Joel on Unicode

Tue, Oct 14, 2003

I'm sure everyone has seen this now, but Joel is dead on wrt Unicode.  I worked on some of the codepage reloading stuff in IE so I've lived some of this stuff -- Both recognizing the BOM for Unicode and implementing the reload of an already started page when we hit the codepage meta.  Most of IE is fully unicode of course.  The only exception is when we deal with URLs because, back in the day, they were restricted to 7bit ascii.

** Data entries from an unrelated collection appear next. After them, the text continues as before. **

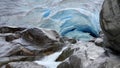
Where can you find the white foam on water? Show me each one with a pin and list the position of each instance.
(49, 61)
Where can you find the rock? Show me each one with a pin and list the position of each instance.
(65, 54)
(27, 45)
(23, 65)
(89, 55)
(74, 62)
(6, 29)
(110, 22)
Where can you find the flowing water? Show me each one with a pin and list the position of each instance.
(49, 61)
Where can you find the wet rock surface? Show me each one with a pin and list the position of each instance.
(110, 23)
(27, 44)
(89, 55)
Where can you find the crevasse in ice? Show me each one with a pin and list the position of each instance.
(78, 19)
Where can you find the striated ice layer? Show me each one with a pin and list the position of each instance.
(78, 19)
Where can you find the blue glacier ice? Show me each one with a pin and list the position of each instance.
(78, 19)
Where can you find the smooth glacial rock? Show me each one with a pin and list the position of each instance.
(110, 23)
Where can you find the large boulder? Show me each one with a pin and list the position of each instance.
(88, 55)
(110, 24)
(27, 44)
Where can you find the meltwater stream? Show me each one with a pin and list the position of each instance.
(49, 61)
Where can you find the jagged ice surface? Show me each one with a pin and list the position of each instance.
(77, 19)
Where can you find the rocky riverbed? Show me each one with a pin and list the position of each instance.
(58, 34)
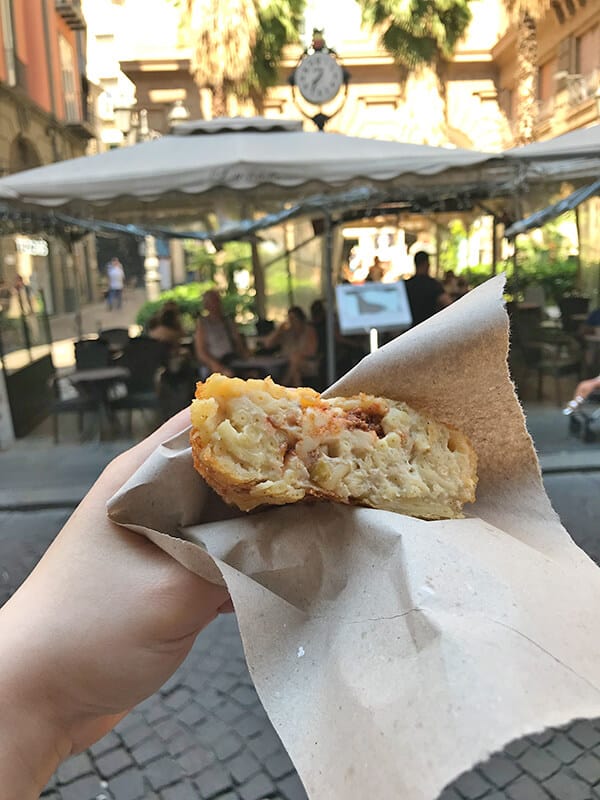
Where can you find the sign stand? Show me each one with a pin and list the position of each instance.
(374, 339)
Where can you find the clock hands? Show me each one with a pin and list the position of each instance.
(317, 79)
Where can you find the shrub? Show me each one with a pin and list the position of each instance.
(189, 299)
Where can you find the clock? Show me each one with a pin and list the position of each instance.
(319, 77)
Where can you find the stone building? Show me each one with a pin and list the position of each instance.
(44, 117)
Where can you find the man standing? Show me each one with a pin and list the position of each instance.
(425, 294)
(116, 280)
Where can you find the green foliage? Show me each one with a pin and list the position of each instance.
(477, 274)
(456, 234)
(189, 300)
(279, 24)
(418, 32)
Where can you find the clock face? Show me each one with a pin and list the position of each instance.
(319, 78)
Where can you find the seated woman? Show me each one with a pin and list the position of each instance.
(166, 326)
(217, 340)
(297, 341)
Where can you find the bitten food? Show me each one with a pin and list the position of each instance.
(257, 443)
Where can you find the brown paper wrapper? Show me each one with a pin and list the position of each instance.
(393, 654)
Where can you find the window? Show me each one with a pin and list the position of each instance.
(69, 81)
(9, 42)
(587, 51)
(546, 80)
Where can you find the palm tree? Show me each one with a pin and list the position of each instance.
(237, 45)
(525, 15)
(421, 36)
(418, 33)
(223, 35)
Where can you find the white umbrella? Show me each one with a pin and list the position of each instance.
(260, 162)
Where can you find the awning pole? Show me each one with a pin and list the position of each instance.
(494, 244)
(329, 301)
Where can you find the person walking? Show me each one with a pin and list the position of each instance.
(425, 294)
(116, 280)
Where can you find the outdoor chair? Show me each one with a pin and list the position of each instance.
(558, 355)
(68, 400)
(145, 358)
(92, 354)
(570, 309)
(116, 338)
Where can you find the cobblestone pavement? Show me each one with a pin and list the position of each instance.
(205, 735)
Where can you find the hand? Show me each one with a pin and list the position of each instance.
(585, 388)
(101, 623)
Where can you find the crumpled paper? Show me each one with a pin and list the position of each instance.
(393, 654)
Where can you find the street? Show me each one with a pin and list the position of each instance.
(205, 734)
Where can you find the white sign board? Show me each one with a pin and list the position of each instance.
(383, 306)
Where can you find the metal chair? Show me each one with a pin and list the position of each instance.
(117, 338)
(73, 403)
(145, 358)
(92, 354)
(558, 355)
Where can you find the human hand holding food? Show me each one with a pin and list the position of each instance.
(101, 623)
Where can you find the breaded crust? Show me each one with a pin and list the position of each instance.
(257, 443)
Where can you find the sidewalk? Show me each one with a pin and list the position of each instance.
(64, 329)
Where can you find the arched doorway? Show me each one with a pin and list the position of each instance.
(23, 154)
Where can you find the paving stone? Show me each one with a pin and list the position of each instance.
(180, 743)
(192, 714)
(87, 788)
(563, 786)
(196, 759)
(228, 746)
(265, 744)
(472, 785)
(249, 725)
(243, 767)
(168, 729)
(291, 788)
(229, 711)
(134, 736)
(163, 772)
(587, 767)
(213, 782)
(279, 764)
(246, 695)
(128, 785)
(156, 713)
(148, 750)
(75, 767)
(584, 734)
(565, 750)
(525, 788)
(113, 762)
(517, 748)
(223, 682)
(108, 742)
(182, 791)
(539, 763)
(449, 794)
(543, 738)
(210, 731)
(500, 771)
(257, 787)
(178, 699)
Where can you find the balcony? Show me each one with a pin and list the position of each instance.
(70, 11)
(582, 88)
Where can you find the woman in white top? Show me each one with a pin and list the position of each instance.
(217, 340)
(297, 340)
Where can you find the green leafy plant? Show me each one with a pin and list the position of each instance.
(189, 300)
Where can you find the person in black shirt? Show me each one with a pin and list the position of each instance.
(425, 294)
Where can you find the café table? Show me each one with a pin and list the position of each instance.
(96, 383)
(273, 365)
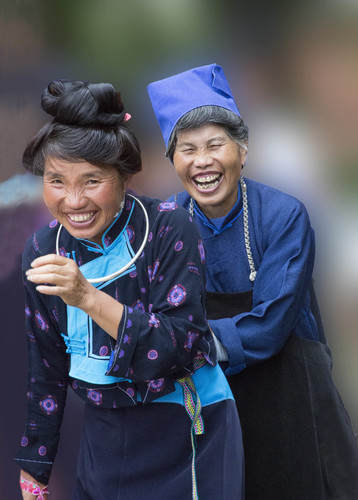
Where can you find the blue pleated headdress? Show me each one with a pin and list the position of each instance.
(174, 96)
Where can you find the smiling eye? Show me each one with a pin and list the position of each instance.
(214, 147)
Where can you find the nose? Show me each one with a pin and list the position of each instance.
(75, 199)
(203, 158)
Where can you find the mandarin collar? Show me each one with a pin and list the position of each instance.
(234, 213)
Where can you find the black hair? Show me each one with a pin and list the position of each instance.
(198, 117)
(88, 125)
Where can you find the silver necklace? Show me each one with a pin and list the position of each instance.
(253, 271)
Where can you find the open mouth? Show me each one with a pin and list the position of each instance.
(207, 182)
(78, 219)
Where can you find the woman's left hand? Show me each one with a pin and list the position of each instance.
(56, 275)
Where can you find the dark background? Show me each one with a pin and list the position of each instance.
(293, 69)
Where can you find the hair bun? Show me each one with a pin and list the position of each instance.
(83, 104)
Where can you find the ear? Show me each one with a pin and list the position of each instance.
(243, 154)
(126, 182)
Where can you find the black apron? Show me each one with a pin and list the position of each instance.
(298, 439)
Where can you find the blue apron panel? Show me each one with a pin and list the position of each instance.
(90, 346)
(210, 383)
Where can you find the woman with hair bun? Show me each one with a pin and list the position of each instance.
(115, 294)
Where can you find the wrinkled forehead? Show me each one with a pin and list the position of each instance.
(205, 134)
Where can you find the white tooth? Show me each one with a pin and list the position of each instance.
(81, 217)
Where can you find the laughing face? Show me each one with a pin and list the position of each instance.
(209, 165)
(83, 197)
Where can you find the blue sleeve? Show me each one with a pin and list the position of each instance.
(281, 284)
(164, 339)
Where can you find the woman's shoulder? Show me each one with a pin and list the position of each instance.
(164, 209)
(272, 201)
(42, 241)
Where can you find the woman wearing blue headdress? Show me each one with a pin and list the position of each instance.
(261, 305)
(115, 291)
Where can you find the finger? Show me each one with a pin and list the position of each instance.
(50, 258)
(48, 278)
(51, 290)
(46, 269)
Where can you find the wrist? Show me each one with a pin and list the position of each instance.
(39, 490)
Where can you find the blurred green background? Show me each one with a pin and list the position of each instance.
(293, 69)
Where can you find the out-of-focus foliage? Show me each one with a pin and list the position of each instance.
(293, 69)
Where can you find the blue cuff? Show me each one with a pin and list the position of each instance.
(225, 330)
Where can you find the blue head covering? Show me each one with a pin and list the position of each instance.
(174, 96)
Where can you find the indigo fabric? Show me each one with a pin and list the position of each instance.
(162, 333)
(174, 96)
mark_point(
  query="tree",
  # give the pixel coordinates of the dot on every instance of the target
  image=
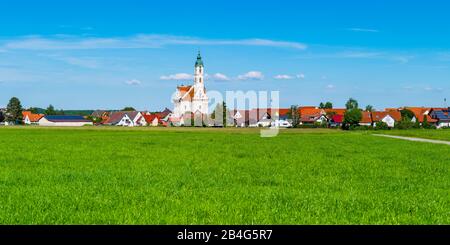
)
(33, 110)
(50, 110)
(352, 117)
(294, 115)
(369, 108)
(221, 112)
(128, 108)
(14, 111)
(381, 126)
(351, 104)
(407, 114)
(327, 105)
(425, 123)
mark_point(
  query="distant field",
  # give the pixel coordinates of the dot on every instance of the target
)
(219, 176)
(441, 134)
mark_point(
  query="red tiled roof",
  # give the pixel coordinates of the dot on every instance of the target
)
(310, 111)
(33, 117)
(337, 111)
(150, 118)
(379, 115)
(419, 112)
(366, 117)
(338, 118)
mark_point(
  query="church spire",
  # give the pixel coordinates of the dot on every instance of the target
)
(199, 61)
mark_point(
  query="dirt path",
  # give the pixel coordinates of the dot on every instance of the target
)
(415, 139)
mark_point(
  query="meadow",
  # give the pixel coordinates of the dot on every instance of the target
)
(219, 176)
(440, 134)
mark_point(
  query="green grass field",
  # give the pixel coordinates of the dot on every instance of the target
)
(219, 176)
(441, 134)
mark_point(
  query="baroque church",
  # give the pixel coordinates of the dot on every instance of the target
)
(193, 98)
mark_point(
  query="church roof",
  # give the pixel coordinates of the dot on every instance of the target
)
(186, 92)
(199, 61)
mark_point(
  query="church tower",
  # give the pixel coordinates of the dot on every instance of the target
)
(192, 99)
(200, 100)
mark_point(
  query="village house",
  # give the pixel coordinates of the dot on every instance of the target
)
(366, 119)
(153, 120)
(126, 119)
(312, 115)
(441, 117)
(389, 117)
(30, 118)
(192, 98)
(64, 121)
(103, 115)
(336, 120)
(420, 113)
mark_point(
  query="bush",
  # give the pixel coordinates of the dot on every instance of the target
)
(381, 126)
(405, 124)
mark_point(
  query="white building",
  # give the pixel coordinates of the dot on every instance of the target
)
(64, 121)
(192, 99)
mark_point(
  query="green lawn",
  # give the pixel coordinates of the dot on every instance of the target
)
(219, 176)
(441, 134)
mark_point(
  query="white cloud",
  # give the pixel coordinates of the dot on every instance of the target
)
(133, 82)
(358, 54)
(409, 88)
(220, 77)
(362, 30)
(283, 77)
(91, 63)
(63, 42)
(403, 59)
(251, 75)
(300, 76)
(430, 89)
(178, 76)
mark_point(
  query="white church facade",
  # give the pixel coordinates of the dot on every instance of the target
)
(192, 98)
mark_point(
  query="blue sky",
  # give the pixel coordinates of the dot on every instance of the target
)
(110, 54)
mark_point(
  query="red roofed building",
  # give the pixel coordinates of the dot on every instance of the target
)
(420, 113)
(153, 120)
(366, 119)
(311, 115)
(389, 117)
(31, 118)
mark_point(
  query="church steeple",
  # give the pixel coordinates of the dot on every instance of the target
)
(198, 74)
(199, 61)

There are some other issues that Joel didn't bring up that devs should be aware of:

  • Sorting unicode is hard.  Each language has its own sort rules.  Given any particular set of strings, they may be sorted differently depending on the language.
  • Capitilization can be hard also.  There was a bug in IE at one point where we didn't deal with capitilization of a japanese string right and someone's name was transformed into "dead body on beach."  At the very least that is a rude thing to call someone.
  • Be aware that text that looks the same on the screen can be backed by different unicode codepoints.  This is a problem with going to unicode for URLs as it makes domain squating more difficult to deal with.  Two people might own two domains that look the same when typed in but are instead actually two different domains from a unicode codepoint point of view.  As an analogy, I was looking at an ancient typewriter the other day that one of our PMs has outside of her office.  It doesn't have a '1' key!  The solution is to just use the 'l' (L) key instead.  Now imagine if the keys are font glyphs as displayed on the screen and the concept of '1' and 'l' are unicode codepoints.  'He11o' and 'Hello' would look exactly alike on the screen but would actually be different domains.